Il 2 ottobre è il #polloarrostoday

Ormai lo sappiamo: il pollo arrosto è, tra i secondi, il piatto più amato dagli italiani, simbolo della tradizione, protagonista dei pranzi della domenica a casa dei nonni, è il piatto della famiglia e dei ricordi, considerato dal 36% degli italiani il piatto della nonna per eccellenza insieme ad altri tipici della tradizione come le lasagne, la pasta all’uovo, l’arrosto di vitello, le polpette, il coniglio alla cacciatora.

E se il pollo è la carne più presente nella quotidianità degli italiani (è una scelta abituale per 9 italiani su 10, circa 46 milioni di consumatori), per la maggioranza di loro (il 53% secondo una ricerca Doxa Unaitalia), cucinarlo arrosto è il miglior modo di gustarlo, soprattutto nel pranzo ideale della domenica e dei giorni di festa, quando tutta la famiglia si riunisce a casa dei nonni. 

ìMa quali sono le regole per il pollo arrosto perfetto?

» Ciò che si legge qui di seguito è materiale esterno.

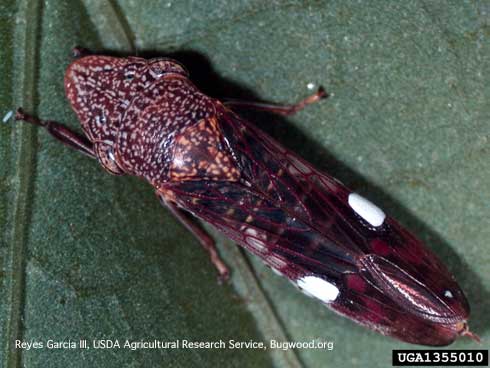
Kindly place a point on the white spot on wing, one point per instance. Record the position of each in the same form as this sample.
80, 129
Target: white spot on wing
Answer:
318, 288
367, 210
7, 116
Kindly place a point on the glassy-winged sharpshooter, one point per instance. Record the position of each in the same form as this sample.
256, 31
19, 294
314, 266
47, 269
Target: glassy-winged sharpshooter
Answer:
146, 118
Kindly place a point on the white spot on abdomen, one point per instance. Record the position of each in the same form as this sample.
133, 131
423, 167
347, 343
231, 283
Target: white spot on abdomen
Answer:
7, 116
367, 210
318, 288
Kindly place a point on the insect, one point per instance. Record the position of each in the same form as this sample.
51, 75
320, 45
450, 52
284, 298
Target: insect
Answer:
146, 118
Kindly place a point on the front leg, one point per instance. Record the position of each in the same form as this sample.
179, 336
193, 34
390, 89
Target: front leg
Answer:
63, 134
284, 110
204, 238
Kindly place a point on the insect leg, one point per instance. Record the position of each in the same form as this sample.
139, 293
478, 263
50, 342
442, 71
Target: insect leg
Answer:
278, 109
60, 132
204, 238
79, 52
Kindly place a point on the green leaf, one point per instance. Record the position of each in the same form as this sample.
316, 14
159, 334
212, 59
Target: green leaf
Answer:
85, 255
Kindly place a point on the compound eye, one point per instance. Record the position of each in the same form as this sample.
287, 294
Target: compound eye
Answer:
160, 67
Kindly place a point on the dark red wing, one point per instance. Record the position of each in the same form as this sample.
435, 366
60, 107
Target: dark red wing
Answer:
303, 224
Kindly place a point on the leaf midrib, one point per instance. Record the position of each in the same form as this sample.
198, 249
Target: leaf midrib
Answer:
27, 30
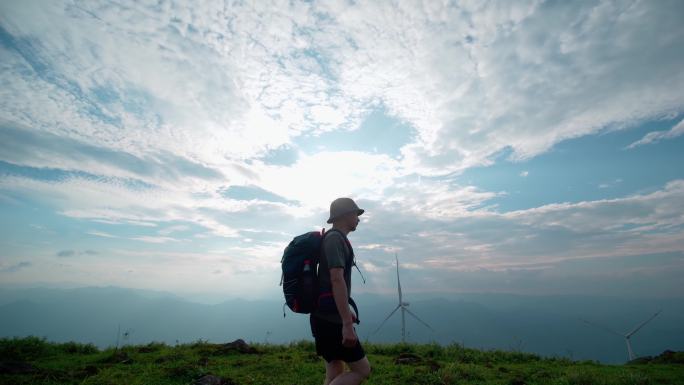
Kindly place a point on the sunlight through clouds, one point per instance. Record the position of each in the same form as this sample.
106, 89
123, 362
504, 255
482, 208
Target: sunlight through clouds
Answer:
163, 127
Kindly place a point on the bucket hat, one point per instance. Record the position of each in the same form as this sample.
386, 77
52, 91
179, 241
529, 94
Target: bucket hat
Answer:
342, 206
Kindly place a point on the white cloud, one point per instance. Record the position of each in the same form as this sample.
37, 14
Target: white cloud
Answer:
656, 136
183, 99
472, 79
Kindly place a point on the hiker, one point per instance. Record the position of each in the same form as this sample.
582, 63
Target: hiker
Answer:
332, 322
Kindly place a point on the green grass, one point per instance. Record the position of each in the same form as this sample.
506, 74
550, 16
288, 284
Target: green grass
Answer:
297, 363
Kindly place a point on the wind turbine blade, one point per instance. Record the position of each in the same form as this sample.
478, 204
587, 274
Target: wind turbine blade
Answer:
642, 324
603, 328
383, 322
421, 321
398, 281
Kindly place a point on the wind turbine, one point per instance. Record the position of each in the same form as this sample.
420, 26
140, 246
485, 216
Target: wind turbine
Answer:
404, 309
630, 352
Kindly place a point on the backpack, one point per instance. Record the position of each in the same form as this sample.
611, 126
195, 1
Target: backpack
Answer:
299, 277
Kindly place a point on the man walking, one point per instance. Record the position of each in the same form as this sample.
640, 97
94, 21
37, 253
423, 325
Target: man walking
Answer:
332, 323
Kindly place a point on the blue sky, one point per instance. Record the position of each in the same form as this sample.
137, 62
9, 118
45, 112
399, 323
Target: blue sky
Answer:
526, 147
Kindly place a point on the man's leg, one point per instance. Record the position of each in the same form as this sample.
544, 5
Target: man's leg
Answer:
333, 369
359, 371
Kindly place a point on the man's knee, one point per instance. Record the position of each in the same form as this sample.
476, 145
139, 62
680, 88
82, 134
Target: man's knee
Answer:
362, 367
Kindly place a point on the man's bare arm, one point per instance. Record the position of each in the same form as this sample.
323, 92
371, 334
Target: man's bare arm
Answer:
349, 338
339, 287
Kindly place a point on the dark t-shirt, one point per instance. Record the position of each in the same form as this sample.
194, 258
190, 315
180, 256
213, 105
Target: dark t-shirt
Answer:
336, 253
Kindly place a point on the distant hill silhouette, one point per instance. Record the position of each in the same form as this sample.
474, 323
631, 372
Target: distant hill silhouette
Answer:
546, 325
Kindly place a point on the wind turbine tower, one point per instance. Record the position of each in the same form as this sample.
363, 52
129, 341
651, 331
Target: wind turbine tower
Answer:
404, 309
630, 352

Si serve rigorosamente con le patate o sono ammesse anche altre verdure? Meglio al forno o allo spiedo? E poi, marinatura si o no? Si mangia con le mani o con le posate?

Il dibattito è aperto grazie al #polloarrostodayl’evento social in programma il 2 ottobre in concomitanza con la festa dei nonni. Un appuntamento ideato dal blog W il pollo, la piattaforma digitale dedicata agli appassionati di pollo da Unaitalia. Con l’hashtag #polloarrostoday, blogger, food influencer, giornalisti e chef dicono la loro su questo piatto e condividere ricette, personali interpretazioni, nonché ricordi e aneddoti di famiglia legati a uno dei piatti più classici della cucina italiana.

Dorato, croccante, gustoso. Come si prepara un pollo arrosto a regola d’arte? La ricetta classica è semplice (pollo, olio, sale e pepe), ma le variabili sono infinite: erbe sottopelle, marinatura, salse di accompagnamento, brodo vegetale, vino o birra in cottura e chi più ne ha più ne metta. Infinite strade per un unico obiettivo: un pollo arrosto perfetto, che abbia la pelle croccante fuori e una carne tenera e gustosa dentro.